Saturday 29 August 2015

The art (or is it science?) of company valuation

When it comes to valuing companies, some people seem to suffer from what could be called 'reverse number blindness': if there's a lot of numbers and formulas involved, it must be good. However, as Aswath Damodaran points out, 'the test of a valuation is not in the inputs or in the modeling, but in the story underlying the numbers and how well that story holds up to scrutiny'. If the numbers you put in your valuation model do not reflect reasonable expectations about future cash flows and risk, your valuation is worthless however sophisticated your model is. Which raises the question: what are reasonable expectations? As a wise man once said: 'it's tough to make predictions, especially about the future'. When valuing a company, it is important to understand that valuations are only informed guesses, typically based on limited and (very) noisy information.

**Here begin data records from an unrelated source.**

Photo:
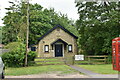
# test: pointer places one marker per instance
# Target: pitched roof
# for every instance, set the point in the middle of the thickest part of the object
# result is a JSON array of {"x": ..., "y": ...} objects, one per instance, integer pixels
[
  {"x": 54, "y": 29},
  {"x": 59, "y": 40}
]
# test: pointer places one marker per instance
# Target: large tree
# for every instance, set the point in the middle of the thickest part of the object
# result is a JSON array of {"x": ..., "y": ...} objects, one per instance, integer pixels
[
  {"x": 98, "y": 24},
  {"x": 41, "y": 20}
]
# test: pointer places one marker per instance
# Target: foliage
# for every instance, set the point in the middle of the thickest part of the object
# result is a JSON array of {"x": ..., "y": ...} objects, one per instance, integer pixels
[
  {"x": 98, "y": 24},
  {"x": 16, "y": 56},
  {"x": 62, "y": 69},
  {"x": 41, "y": 20}
]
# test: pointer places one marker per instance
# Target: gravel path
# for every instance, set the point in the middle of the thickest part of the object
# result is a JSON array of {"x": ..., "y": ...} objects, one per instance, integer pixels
[{"x": 50, "y": 76}]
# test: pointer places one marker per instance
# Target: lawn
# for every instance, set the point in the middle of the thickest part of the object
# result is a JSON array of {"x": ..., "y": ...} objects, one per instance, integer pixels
[
  {"x": 63, "y": 69},
  {"x": 102, "y": 69}
]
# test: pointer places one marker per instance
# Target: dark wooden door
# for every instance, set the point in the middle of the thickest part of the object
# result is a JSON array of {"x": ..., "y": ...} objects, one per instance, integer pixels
[{"x": 58, "y": 50}]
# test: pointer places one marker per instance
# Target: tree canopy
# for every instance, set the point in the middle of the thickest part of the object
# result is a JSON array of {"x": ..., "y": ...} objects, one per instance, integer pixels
[{"x": 98, "y": 24}]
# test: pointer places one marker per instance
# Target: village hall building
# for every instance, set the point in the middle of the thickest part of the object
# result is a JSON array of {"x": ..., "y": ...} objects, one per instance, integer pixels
[{"x": 57, "y": 42}]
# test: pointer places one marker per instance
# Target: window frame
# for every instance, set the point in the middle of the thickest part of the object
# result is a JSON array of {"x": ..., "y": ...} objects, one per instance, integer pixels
[
  {"x": 69, "y": 48},
  {"x": 45, "y": 48}
]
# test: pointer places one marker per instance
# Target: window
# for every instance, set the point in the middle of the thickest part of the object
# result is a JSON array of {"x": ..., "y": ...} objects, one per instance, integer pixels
[
  {"x": 69, "y": 48},
  {"x": 46, "y": 48}
]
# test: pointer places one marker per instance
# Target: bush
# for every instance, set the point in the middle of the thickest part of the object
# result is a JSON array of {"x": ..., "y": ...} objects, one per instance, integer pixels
[{"x": 16, "y": 57}]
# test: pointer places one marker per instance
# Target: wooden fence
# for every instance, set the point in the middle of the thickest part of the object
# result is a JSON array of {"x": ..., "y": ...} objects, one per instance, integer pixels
[{"x": 99, "y": 59}]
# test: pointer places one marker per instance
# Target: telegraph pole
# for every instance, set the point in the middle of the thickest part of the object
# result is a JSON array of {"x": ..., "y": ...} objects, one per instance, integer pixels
[{"x": 27, "y": 35}]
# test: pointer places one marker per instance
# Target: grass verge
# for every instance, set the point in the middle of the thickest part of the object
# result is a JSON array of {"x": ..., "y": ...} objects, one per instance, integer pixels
[
  {"x": 102, "y": 69},
  {"x": 63, "y": 69}
]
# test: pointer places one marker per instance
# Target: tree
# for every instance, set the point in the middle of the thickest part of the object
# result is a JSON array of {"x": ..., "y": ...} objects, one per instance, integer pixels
[{"x": 98, "y": 24}]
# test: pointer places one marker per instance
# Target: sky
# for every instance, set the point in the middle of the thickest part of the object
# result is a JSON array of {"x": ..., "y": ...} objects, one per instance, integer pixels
[{"x": 63, "y": 6}]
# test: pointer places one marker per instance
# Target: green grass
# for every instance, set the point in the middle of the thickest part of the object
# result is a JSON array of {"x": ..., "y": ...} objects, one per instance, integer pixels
[
  {"x": 45, "y": 59},
  {"x": 102, "y": 69},
  {"x": 63, "y": 69}
]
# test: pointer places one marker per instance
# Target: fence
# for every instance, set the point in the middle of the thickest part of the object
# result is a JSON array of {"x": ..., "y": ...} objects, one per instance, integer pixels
[{"x": 99, "y": 59}]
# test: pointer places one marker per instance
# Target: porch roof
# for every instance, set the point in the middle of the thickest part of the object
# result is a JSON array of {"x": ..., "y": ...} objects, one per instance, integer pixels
[{"x": 59, "y": 40}]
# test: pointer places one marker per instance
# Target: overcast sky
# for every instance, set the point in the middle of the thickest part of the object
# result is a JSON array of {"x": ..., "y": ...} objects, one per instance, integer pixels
[{"x": 63, "y": 6}]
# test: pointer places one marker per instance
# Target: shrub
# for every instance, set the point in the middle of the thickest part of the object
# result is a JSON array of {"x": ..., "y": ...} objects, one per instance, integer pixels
[{"x": 16, "y": 57}]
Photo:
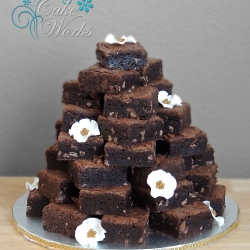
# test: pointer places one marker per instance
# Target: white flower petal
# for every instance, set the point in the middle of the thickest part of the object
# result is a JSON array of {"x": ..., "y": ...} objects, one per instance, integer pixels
[
  {"x": 112, "y": 40},
  {"x": 167, "y": 179},
  {"x": 176, "y": 100},
  {"x": 83, "y": 229},
  {"x": 32, "y": 186},
  {"x": 218, "y": 219}
]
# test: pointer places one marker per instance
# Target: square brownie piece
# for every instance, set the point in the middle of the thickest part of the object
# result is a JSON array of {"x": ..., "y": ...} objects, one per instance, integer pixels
[
  {"x": 182, "y": 222},
  {"x": 51, "y": 159},
  {"x": 105, "y": 200},
  {"x": 35, "y": 204},
  {"x": 72, "y": 94},
  {"x": 85, "y": 173},
  {"x": 207, "y": 158},
  {"x": 56, "y": 185},
  {"x": 141, "y": 103},
  {"x": 70, "y": 149},
  {"x": 126, "y": 56},
  {"x": 62, "y": 219},
  {"x": 58, "y": 127},
  {"x": 130, "y": 131},
  {"x": 204, "y": 178},
  {"x": 217, "y": 199},
  {"x": 102, "y": 80},
  {"x": 142, "y": 197},
  {"x": 141, "y": 155},
  {"x": 152, "y": 71},
  {"x": 190, "y": 141},
  {"x": 129, "y": 229},
  {"x": 72, "y": 114},
  {"x": 162, "y": 85},
  {"x": 172, "y": 165},
  {"x": 176, "y": 119}
]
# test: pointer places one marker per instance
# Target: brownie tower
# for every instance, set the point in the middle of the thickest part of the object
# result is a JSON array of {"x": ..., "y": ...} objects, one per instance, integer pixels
[{"x": 131, "y": 136}]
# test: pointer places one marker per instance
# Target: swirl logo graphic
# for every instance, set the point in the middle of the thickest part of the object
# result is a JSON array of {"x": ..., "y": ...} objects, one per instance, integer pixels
[{"x": 27, "y": 14}]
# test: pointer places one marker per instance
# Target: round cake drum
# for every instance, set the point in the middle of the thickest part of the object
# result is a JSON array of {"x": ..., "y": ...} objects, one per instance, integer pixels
[{"x": 32, "y": 229}]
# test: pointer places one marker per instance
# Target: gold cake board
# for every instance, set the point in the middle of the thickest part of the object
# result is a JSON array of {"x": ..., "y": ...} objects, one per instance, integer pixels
[{"x": 31, "y": 229}]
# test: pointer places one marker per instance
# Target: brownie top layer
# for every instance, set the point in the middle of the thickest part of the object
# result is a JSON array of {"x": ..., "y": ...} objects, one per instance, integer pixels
[
  {"x": 189, "y": 132},
  {"x": 119, "y": 191},
  {"x": 135, "y": 214},
  {"x": 135, "y": 48},
  {"x": 133, "y": 147},
  {"x": 56, "y": 174},
  {"x": 98, "y": 68},
  {"x": 70, "y": 83},
  {"x": 85, "y": 111},
  {"x": 188, "y": 210},
  {"x": 66, "y": 137},
  {"x": 141, "y": 92},
  {"x": 129, "y": 122},
  {"x": 210, "y": 169}
]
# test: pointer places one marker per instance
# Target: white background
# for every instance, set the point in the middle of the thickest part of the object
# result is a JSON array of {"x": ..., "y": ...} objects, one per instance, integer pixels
[{"x": 205, "y": 48}]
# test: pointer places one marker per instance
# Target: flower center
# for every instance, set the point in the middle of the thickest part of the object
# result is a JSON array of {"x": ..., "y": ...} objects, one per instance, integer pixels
[
  {"x": 166, "y": 101},
  {"x": 160, "y": 185},
  {"x": 84, "y": 131},
  {"x": 91, "y": 233},
  {"x": 214, "y": 213},
  {"x": 121, "y": 39}
]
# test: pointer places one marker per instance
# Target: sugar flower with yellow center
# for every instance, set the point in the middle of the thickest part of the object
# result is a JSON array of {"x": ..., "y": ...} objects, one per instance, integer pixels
[
  {"x": 32, "y": 186},
  {"x": 112, "y": 40},
  {"x": 218, "y": 219},
  {"x": 168, "y": 101},
  {"x": 162, "y": 184},
  {"x": 83, "y": 129},
  {"x": 90, "y": 232}
]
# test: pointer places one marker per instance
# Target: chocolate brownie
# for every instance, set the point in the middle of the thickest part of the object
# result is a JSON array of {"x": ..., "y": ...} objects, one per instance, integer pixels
[
  {"x": 58, "y": 127},
  {"x": 182, "y": 222},
  {"x": 129, "y": 131},
  {"x": 176, "y": 119},
  {"x": 126, "y": 56},
  {"x": 105, "y": 200},
  {"x": 190, "y": 141},
  {"x": 143, "y": 198},
  {"x": 207, "y": 158},
  {"x": 56, "y": 185},
  {"x": 72, "y": 114},
  {"x": 62, "y": 219},
  {"x": 72, "y": 94},
  {"x": 51, "y": 159},
  {"x": 203, "y": 178},
  {"x": 101, "y": 80},
  {"x": 85, "y": 173},
  {"x": 129, "y": 229},
  {"x": 152, "y": 71},
  {"x": 217, "y": 199},
  {"x": 141, "y": 103},
  {"x": 162, "y": 85},
  {"x": 172, "y": 165},
  {"x": 138, "y": 155},
  {"x": 70, "y": 149},
  {"x": 35, "y": 204}
]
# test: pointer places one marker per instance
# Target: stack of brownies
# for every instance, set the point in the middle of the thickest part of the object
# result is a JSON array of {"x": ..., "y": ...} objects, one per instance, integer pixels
[{"x": 106, "y": 176}]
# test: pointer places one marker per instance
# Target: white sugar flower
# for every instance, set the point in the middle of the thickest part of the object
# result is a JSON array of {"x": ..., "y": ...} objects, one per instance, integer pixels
[
  {"x": 219, "y": 219},
  {"x": 90, "y": 232},
  {"x": 83, "y": 129},
  {"x": 168, "y": 101},
  {"x": 162, "y": 184},
  {"x": 112, "y": 40},
  {"x": 32, "y": 186}
]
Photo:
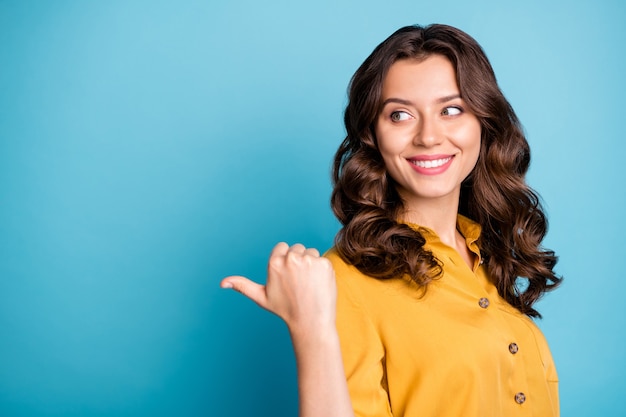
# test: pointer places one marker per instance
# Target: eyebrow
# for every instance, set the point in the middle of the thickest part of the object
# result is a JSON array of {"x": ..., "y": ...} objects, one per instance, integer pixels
[{"x": 441, "y": 100}]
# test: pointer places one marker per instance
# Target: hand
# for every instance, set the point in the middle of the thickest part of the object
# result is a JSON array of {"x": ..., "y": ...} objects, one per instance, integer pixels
[{"x": 300, "y": 287}]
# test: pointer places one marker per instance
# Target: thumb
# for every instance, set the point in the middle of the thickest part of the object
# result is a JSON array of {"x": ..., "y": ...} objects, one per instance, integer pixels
[{"x": 249, "y": 288}]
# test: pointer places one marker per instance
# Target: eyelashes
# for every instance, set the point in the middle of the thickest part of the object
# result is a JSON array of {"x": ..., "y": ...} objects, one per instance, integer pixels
[{"x": 401, "y": 115}]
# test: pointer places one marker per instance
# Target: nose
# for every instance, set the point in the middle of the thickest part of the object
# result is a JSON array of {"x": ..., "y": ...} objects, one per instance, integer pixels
[{"x": 428, "y": 133}]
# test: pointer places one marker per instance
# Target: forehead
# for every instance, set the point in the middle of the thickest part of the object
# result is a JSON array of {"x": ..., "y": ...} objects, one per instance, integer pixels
[{"x": 427, "y": 77}]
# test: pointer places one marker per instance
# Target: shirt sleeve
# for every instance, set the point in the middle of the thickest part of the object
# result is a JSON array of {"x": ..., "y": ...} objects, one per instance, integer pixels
[{"x": 362, "y": 349}]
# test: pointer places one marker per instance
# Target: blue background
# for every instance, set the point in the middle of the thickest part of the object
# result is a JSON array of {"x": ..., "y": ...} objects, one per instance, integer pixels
[{"x": 148, "y": 149}]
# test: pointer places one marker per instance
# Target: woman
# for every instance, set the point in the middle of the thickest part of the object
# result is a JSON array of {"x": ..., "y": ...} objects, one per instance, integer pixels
[{"x": 429, "y": 313}]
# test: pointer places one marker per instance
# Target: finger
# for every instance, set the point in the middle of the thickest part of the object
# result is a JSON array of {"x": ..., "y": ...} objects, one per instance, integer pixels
[
  {"x": 252, "y": 290},
  {"x": 281, "y": 248},
  {"x": 312, "y": 252},
  {"x": 297, "y": 248}
]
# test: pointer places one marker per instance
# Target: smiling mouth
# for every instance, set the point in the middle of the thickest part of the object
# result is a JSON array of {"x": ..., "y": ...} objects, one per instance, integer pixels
[{"x": 435, "y": 163}]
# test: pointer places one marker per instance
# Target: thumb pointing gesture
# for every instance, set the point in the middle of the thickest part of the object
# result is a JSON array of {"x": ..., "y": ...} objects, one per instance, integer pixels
[{"x": 252, "y": 290}]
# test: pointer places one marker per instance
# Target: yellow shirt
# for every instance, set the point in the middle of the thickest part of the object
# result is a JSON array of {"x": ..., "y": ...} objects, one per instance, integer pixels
[{"x": 460, "y": 350}]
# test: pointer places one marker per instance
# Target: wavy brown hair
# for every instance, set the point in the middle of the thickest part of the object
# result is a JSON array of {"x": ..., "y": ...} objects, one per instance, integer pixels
[{"x": 495, "y": 194}]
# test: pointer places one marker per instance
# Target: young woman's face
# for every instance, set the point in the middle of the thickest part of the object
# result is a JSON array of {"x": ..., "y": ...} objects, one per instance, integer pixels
[{"x": 428, "y": 137}]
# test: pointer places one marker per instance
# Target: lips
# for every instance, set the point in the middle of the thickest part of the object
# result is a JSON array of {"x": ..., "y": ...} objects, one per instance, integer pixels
[{"x": 430, "y": 163}]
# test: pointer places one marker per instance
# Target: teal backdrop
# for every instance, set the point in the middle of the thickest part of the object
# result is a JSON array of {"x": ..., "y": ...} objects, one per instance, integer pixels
[{"x": 150, "y": 148}]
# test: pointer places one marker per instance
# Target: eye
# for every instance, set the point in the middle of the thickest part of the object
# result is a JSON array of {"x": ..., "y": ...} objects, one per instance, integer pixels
[
  {"x": 399, "y": 116},
  {"x": 451, "y": 111}
]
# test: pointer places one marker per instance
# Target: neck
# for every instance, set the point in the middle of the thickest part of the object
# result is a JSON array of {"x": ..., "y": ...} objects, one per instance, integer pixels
[{"x": 439, "y": 216}]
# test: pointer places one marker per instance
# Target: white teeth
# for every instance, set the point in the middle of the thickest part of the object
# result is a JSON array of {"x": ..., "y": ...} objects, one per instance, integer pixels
[{"x": 431, "y": 164}]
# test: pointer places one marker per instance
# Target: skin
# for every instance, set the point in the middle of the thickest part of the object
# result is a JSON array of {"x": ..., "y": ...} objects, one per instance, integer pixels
[
  {"x": 423, "y": 115},
  {"x": 424, "y": 119}
]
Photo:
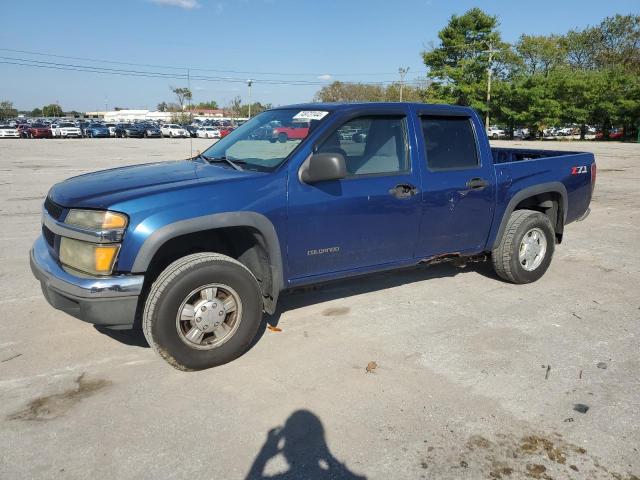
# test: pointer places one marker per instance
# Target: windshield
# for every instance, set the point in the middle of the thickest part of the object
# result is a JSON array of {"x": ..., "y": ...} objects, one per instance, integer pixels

The Financial Times recently discussed an interesting illustration of this problem. In 2011, a company called Rural-Metro was acquired by private equity firm Warburg Pincus. Afterwards, shareholders sued Rural-Metro's directors for breaching their fiduciary duties, and Rural Metro's bankers - including Royal Bank of Canada - for aiding the directors in selling the company too cheaply, supposedly to get new lucrative financing assignments. While the other parties settled before a trial, Royal Bank of Canada contested the charges in a court in Delaware.

This led to a discussion about the valuation of Rural-Metro. In any discounted cash flow valuation (DCF), expected future cash flows are discounted at the cost of capital. According to the Capital Asset Pricing Model (CAPM) (basic version), the cost of equity = the risk free rate + beta x equity risk premium. In this model, beta measures the 'systematic risk', i.e. the extent to which the equity returns co-vary with the overall market return. There are two big problems with this approach. To begin with, it isn't even clear whether CAPM is a good approach to measure the cost of equity. Basically, people use it because (a) it is very simple to apply, and (b) there do not seem to be any significantly better approaches when it comes to valuation in the real world.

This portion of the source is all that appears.